Monday, October 12, 2015

MYTHTERIES WITHIN MYTHTERIES: AUTISM, GUNS, AND EVERTHING ELSE


Remember the good old days when "myths" were something that came from Ancient Greece or Scandanavia or nasty little folk tales about witches and wolves from the Brothers Grimm? Well nowadays the turn-around time between "established fact" which becomes "disproven myth" is less than the time between your grandfather's bathroom visits. Kids these days...grumble grumble grumble...
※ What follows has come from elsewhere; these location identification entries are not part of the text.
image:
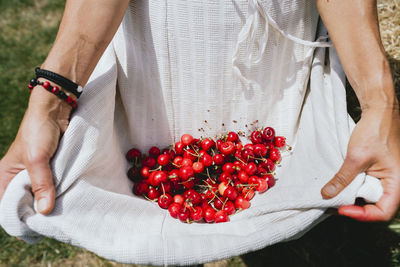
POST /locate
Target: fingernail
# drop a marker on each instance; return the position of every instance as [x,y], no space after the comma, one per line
[329,190]
[43,204]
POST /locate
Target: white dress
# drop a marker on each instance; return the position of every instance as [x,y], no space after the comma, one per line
[200,67]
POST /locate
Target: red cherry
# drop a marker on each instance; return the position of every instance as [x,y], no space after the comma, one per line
[186,162]
[242,203]
[209,214]
[256,137]
[163,159]
[221,216]
[140,188]
[149,162]
[174,209]
[222,187]
[145,172]
[197,214]
[198,167]
[190,154]
[164,201]
[133,154]
[206,159]
[251,168]
[154,152]
[184,214]
[178,161]
[229,207]
[280,141]
[207,144]
[262,185]
[269,133]
[228,168]
[192,196]
[219,203]
[275,155]
[186,172]
[186,139]
[248,193]
[260,150]
[231,193]
[233,137]
[153,193]
[179,148]
[218,159]
[243,177]
[227,148]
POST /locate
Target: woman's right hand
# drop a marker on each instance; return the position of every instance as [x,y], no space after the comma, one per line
[45,120]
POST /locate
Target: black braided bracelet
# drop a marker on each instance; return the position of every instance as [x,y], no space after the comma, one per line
[65,83]
[55,90]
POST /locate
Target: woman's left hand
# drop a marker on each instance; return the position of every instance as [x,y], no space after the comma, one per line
[374,148]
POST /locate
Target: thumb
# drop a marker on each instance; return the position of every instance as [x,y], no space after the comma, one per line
[42,184]
[349,170]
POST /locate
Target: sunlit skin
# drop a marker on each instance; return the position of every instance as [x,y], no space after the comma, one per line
[353,26]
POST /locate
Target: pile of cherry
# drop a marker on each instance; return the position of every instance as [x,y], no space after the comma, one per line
[205,179]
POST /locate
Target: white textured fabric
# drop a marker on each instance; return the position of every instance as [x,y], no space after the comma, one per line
[168,71]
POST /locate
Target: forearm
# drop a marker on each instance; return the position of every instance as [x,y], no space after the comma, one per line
[86,29]
[354,29]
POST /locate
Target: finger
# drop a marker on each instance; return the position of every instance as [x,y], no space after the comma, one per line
[349,170]
[383,210]
[42,184]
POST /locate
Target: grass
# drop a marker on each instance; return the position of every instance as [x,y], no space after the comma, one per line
[28,28]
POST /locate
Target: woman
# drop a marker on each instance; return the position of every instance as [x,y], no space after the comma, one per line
[88,27]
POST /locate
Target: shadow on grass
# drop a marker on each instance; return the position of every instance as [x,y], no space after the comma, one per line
[337,241]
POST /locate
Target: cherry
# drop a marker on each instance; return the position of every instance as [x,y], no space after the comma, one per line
[153,193]
[163,159]
[179,148]
[198,167]
[149,162]
[262,185]
[269,133]
[192,196]
[222,187]
[221,216]
[164,201]
[209,214]
[242,203]
[186,172]
[134,174]
[256,137]
[174,209]
[229,207]
[275,155]
[231,193]
[251,168]
[233,137]
[206,159]
[145,172]
[133,154]
[243,177]
[227,148]
[207,144]
[186,139]
[260,150]
[184,214]
[197,214]
[140,188]
[218,159]
[228,168]
[154,151]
But I digress, so onwards. With every rash of gun massacres (welcome to America bitch!) comes a rash of articles about what to do about it (generally, nothing), whom to blame (the mentally ill who persist in such activities as opening firearm factories, manufacturing firearms, the sale and distribution of aforesaid firearms, buying off and/or intimidating congressmen in order to sell more firearms and generally flooding the nation with as many guns as possible because that's how we solve problems such as school massacres), and of course, defining mental illness.

Which in the case of autism, appears to be just about anything.
Such prejudice arises in part from confusion about autism, which manifests in a multiplicity of symptoms, making generalizations difficult. Some people with autism cannot easily guess what other people are thinking, and therefore act without socially appropriate nuance. This perplexity is often conflated, unfairly, with lack of emotional empathy or even unkindness. Autistic people run the same gamut as other people: Some are kinder than others. Some find social interaction extremely taxing; others evince joy in trusted friends and family. Whatever anyone’s particular constellation of symptoms may be, however, autism is not associated with brutality. Failing to intuit certain aspects of other people’s inner experience does not equate to disdain for human life (Myth of the Autistic Shooter,http://www.nytimes.com/2015/10/12/opinion/the-myth-of-the-autistic-shooter.html).
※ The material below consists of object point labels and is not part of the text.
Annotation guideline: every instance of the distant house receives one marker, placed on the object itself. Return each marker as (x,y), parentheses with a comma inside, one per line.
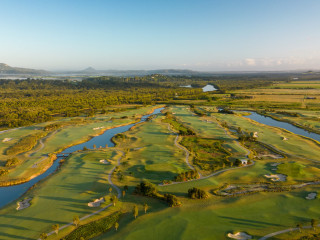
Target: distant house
(244,161)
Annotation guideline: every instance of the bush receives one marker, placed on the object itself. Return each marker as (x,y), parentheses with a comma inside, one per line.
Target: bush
(172,200)
(94,228)
(196,193)
(25,144)
(146,189)
(11,162)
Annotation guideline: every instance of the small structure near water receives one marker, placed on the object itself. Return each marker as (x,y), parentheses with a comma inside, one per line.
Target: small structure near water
(103,161)
(240,236)
(23,204)
(311,196)
(96,203)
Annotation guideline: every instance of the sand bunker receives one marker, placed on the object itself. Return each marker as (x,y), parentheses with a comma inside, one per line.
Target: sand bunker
(239,236)
(104,161)
(275,164)
(277,177)
(23,204)
(98,128)
(6,139)
(311,196)
(96,203)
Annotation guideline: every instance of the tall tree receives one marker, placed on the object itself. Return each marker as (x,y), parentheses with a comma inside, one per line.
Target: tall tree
(299,226)
(114,199)
(76,220)
(116,226)
(43,236)
(145,207)
(55,228)
(314,223)
(135,211)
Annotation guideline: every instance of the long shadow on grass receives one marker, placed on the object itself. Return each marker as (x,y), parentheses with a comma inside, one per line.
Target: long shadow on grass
(30,218)
(12,226)
(254,223)
(140,172)
(6,236)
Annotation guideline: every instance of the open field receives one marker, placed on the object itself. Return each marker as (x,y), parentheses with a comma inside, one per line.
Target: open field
(214,218)
(34,161)
(152,154)
(57,199)
(210,128)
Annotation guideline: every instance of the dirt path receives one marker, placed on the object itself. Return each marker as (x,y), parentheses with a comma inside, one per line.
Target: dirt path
(176,143)
(190,166)
(109,205)
(284,231)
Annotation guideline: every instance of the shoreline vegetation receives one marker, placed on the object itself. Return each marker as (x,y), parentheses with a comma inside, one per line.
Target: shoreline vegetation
(231,158)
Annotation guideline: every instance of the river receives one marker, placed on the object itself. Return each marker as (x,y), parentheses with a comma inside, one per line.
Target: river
(274,123)
(11,193)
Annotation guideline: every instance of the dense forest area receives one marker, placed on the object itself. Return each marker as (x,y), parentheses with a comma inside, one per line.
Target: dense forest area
(24,102)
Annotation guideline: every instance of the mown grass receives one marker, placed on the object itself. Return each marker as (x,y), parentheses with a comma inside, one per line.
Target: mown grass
(57,199)
(56,141)
(257,214)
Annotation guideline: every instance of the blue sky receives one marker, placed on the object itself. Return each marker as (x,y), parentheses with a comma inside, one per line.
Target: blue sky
(206,35)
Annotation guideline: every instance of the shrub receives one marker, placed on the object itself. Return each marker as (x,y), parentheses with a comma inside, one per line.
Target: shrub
(196,193)
(94,228)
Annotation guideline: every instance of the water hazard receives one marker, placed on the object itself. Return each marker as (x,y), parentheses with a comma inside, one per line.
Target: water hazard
(11,193)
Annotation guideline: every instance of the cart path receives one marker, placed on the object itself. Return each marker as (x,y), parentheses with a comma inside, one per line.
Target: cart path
(284,231)
(109,205)
(201,176)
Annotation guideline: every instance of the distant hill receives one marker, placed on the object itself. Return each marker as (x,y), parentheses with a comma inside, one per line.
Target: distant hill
(6,69)
(92,71)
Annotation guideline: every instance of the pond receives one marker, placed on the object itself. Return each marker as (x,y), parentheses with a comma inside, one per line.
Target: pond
(11,193)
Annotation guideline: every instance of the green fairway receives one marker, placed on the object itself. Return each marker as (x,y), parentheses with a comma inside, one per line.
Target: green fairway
(208,127)
(33,162)
(257,214)
(152,155)
(65,194)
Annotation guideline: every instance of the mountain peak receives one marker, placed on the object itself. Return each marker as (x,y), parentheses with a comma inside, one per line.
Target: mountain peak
(89,69)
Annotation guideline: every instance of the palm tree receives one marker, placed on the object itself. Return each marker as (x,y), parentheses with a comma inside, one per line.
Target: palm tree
(314,223)
(299,226)
(55,228)
(114,200)
(116,225)
(43,236)
(76,220)
(146,207)
(135,211)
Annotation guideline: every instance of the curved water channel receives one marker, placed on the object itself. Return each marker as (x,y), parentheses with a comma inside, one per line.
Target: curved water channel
(11,193)
(274,123)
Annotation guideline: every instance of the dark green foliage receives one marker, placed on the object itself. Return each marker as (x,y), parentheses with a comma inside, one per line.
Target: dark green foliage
(196,193)
(172,200)
(24,102)
(146,189)
(237,163)
(177,125)
(185,176)
(3,172)
(11,162)
(209,154)
(25,144)
(94,228)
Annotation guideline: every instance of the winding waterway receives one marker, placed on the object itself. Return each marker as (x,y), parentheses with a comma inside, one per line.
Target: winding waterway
(274,123)
(11,193)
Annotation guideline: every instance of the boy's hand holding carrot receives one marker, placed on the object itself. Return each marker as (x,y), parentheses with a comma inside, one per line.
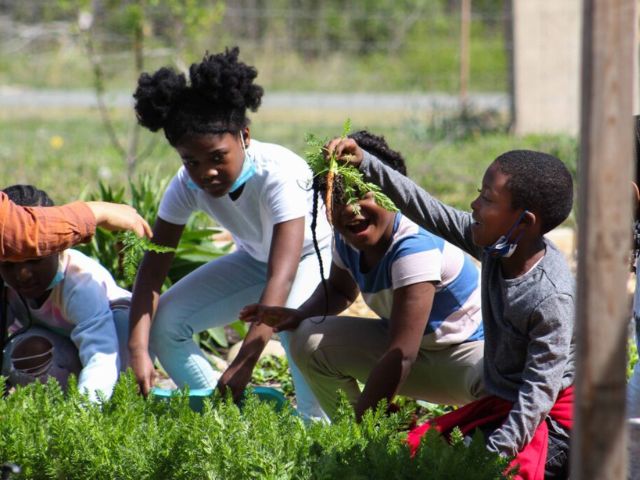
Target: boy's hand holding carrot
(345,149)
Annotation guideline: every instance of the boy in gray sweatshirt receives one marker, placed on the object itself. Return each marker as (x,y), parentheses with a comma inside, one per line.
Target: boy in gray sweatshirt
(527,287)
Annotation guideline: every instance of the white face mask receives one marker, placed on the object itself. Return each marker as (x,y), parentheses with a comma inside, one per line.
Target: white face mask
(504,247)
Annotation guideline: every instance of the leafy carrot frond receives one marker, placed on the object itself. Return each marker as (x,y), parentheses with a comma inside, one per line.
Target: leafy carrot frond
(133,249)
(332,167)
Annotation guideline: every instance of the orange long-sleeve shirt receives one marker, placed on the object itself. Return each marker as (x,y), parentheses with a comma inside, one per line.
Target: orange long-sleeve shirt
(27,232)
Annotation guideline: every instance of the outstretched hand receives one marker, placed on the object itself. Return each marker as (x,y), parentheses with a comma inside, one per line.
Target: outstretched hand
(345,149)
(143,369)
(117,216)
(279,318)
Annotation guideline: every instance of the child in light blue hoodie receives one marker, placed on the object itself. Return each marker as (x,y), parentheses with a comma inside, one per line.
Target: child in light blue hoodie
(67,315)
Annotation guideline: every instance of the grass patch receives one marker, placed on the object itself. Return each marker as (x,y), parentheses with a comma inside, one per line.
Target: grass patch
(450,168)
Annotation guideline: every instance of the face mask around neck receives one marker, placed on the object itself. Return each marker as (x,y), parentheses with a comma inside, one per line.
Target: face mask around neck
(504,246)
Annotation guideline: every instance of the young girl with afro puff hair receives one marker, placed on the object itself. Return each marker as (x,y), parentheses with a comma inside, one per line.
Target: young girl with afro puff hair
(258,191)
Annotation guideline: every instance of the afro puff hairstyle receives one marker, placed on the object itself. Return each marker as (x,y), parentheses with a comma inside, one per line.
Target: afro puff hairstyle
(216,100)
(28,196)
(538,182)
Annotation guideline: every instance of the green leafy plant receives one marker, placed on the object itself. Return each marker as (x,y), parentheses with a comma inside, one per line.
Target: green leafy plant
(133,249)
(333,168)
(51,434)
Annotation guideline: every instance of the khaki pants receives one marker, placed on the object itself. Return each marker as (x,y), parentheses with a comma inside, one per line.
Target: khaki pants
(336,353)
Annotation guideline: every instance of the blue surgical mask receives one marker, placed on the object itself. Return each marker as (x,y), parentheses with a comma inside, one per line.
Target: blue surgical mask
(58,277)
(248,170)
(504,246)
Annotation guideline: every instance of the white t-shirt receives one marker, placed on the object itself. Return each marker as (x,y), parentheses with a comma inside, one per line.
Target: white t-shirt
(280,190)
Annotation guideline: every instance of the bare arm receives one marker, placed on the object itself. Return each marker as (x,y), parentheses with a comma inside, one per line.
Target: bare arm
(284,257)
(342,291)
(409,316)
(146,293)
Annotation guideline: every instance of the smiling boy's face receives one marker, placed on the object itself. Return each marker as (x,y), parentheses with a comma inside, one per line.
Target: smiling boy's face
(493,214)
(365,229)
(30,278)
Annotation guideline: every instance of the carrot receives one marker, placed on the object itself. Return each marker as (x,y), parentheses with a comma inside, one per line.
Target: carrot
(329,198)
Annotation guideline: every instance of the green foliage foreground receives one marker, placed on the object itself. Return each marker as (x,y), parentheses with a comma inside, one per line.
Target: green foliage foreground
(55,435)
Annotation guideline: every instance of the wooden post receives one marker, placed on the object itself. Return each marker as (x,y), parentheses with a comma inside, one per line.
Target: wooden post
(465,37)
(605,217)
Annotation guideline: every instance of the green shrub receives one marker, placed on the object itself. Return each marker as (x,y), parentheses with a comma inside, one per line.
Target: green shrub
(53,435)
As someone with a background in social science (which could mean just about anything from digging up bits of pot shards to a Jungian veteranian), I've found this to be rather disturbing. What is, exactly, "autism"? Or is it simply that, as Aldous Huxley is supposed to have said, medicine has its own fads? I have to go with Huxley: Human nature being what it is, we all want to be cool and hip and down with the latest fashion. None of this, of course, has anything to do with firearm regulation: Expecting any human to have a reason to be angry, or sad, or happy, or unhappy, makes as much sense as expecting someone to have a reason to breathe or sleep or reproduce or feed of his little E. coli pals living in his small intestine: At some point someone will do something for no apparent whatsoever. The brain is just too complex to have one simple answer.
#nowyouknow

 How did autism become the latest fad disorder? - straightdope.com

Autism advocates and parents of kids with honest-to-God cases of the disorder may say: OK, maybe ASDs have been overdiagnosed. So what? There’s strength in numbers, and the publicity has certainly raised autism awareness. The answer to that is: yes, but at the cost of obscuring the actual condition.
On the one hand you’ve got people thinking Asperger's syndrome is the mark of a future tech genius and thus nothing to worry about; on the other hand, if there actually were an environmental cause of autism, with so many false positives being reported we’d never know. The biggest favor activists could do for the objects of their benevolence is to make people understand: here are the signs you’ve got an autism spectrum disorder, and, equally important, here are the signs you don’t.